Dynamic panel structuring is key to maintaining trading efficiency

The TRADE sits down with Joseph Forde, FX trader at Brown Brothers Harriman (BBH), to unpack the best approach to panels, highlighting the key factors when it comes to analysing bank performance, the importance of a flexible structure, and what should be front of mind to maintain effective, long-lasting relationships with liquidity providers.

What factors do you use to analyse bank performance and set panels?

We consider a variety of factors, but pricing quality is first and foremost and cannot be overlooked. Under this idea is a multitude of factors including a constant assessment of bid ask spreads, counting rejects in terms of both absence of pricing and trade rejection, historical performance in terms of currency, size of trades, and importantly, the measure of bank availability in ‘crisis’ i.e. how reliable our liquidity providers are in difficult trading times. When the market is functioning well, spreads are tidy, liquidity is abundant, and quality pricing is easier to find. In those 5% of times when the market is under stress, that’s when we need to know where to look.

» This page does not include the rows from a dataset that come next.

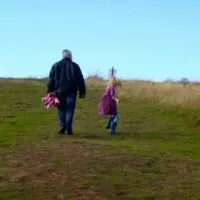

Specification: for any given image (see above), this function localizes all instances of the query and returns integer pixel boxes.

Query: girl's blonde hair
[108,77,122,87]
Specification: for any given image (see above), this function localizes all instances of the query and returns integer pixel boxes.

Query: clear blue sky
[0,0,200,80]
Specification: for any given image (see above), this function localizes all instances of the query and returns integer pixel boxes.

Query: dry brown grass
[87,79,200,107]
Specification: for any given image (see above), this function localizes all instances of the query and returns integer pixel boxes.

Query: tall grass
[87,78,200,108]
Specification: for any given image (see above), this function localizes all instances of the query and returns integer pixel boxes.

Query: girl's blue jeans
[107,113,119,134]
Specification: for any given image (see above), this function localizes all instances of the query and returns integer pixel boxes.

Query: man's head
[62,49,72,60]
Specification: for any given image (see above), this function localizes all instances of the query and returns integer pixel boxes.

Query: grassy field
[0,80,200,200]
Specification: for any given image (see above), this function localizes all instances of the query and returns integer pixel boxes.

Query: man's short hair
[62,49,72,60]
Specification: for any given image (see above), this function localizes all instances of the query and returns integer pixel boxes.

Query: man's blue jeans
[58,95,76,134]
[107,114,119,134]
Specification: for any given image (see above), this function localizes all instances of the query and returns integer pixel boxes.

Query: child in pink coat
[99,78,121,134]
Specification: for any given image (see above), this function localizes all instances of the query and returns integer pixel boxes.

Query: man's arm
[76,65,86,98]
[47,64,55,93]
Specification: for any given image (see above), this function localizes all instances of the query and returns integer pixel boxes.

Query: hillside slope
[0,80,200,200]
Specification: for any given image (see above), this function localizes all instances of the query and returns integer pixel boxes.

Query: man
[47,50,86,135]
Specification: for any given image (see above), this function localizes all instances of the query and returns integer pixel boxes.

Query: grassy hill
[0,79,200,200]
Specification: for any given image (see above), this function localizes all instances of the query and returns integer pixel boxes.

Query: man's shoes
[58,127,65,135]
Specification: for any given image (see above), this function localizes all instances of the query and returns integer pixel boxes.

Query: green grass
[0,80,200,200]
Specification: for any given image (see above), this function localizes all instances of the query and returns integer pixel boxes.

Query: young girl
[99,78,121,134]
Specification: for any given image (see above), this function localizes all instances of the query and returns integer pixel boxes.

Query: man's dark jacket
[47,58,86,97]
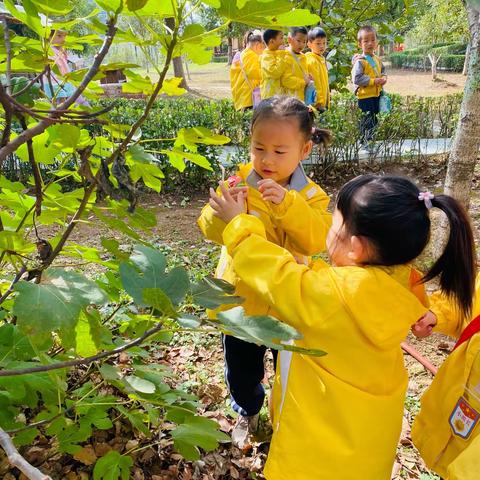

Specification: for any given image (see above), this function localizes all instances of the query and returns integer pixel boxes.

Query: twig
[2,16,12,95]
[0,15,118,169]
[0,266,27,305]
[402,342,438,375]
[0,427,52,480]
[0,322,163,377]
[18,115,43,217]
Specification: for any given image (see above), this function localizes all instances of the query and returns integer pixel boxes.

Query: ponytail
[422,195,476,317]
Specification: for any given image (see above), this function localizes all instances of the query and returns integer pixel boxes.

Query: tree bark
[165,17,188,89]
[445,4,480,208]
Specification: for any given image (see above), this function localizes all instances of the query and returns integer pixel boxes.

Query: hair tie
[418,191,435,209]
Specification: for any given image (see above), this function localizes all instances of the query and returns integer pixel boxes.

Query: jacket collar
[246,163,309,192]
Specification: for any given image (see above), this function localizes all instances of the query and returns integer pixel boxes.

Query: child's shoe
[232,413,259,452]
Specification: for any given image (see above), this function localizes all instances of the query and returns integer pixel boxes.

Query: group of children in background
[203,23,480,480]
[230,26,387,144]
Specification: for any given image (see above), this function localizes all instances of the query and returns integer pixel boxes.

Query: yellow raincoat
[280,50,308,102]
[223,214,426,480]
[230,48,261,110]
[412,277,480,480]
[305,52,330,108]
[198,164,331,317]
[260,48,287,99]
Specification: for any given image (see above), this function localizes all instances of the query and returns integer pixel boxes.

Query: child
[352,26,387,143]
[281,27,312,102]
[305,27,330,111]
[260,29,286,100]
[230,31,264,110]
[198,96,331,450]
[211,175,474,480]
[412,276,480,480]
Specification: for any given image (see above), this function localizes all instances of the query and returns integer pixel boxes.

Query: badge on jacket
[449,397,480,438]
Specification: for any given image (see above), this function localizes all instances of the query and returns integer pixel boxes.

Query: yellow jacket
[352,55,385,99]
[230,48,261,110]
[280,50,308,102]
[223,214,426,480]
[260,48,286,99]
[198,164,331,316]
[305,52,330,108]
[412,277,480,480]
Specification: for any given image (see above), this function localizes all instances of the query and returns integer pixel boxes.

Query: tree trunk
[445,5,480,208]
[462,43,470,75]
[165,17,188,89]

Fill ratios and hit rates are also important factors when considering bank performance.

How do you structure your panels?

Our process for LP selection is dynamic, meaning we can adjust our LP panels easily and there is no real lag between analysis and panel adjustment. This flexibility helps us respond quickly to changes and to maintain trading efficiency. We can segment our flow into specific currency buckets based on several characteristics such as currency, groups of currencies, and size. We then decide what tier the trade or groups of trades fit into in terms of difficulty.

Underneath this, we also consider market conditions or the desired outcome for a particular trade. While we have an idea for the number of banks a trade would ideally have, we don’t believe that throwing as many LPs as possible into an aggregator will allow us to achieve an efficient spread.  I think the market now agrees too.

How can you move into the position of ‘preferred customer’ and what benefits can this bring?

We see our relationships with our liquidity providers as partnerships, and we take a strategic approach that emphasises mutual value and long-term partnership. We don’t want or expect our LPs to be the best at everything. We value transparent communication – if you aren’t going to be efficient with GBPUSD but you are going to add value somewhere else, then let’s have a conversation and we can structure our panel accordingly.

As I’ve mentioned before, we place a lot of value on reliability and consistency in both good and bad times. All of this helps to create a more efficient environment. Moreover, the benefit of this mutual understanding is that it fosters the creation of long-term successful relationships and a well-functioning market.

How do you leverage bank relationships to get the best pricing?

We use a combination of engagement and transparent communication to leverage bank relationships to obtain quality pricing. When you reach a point in the relationship where you have regular dialogue, consistent trading volume, and productive use of technology in terms of analytics and execution, then you have a good base for building lasting relationships that support your competitiveness in the market.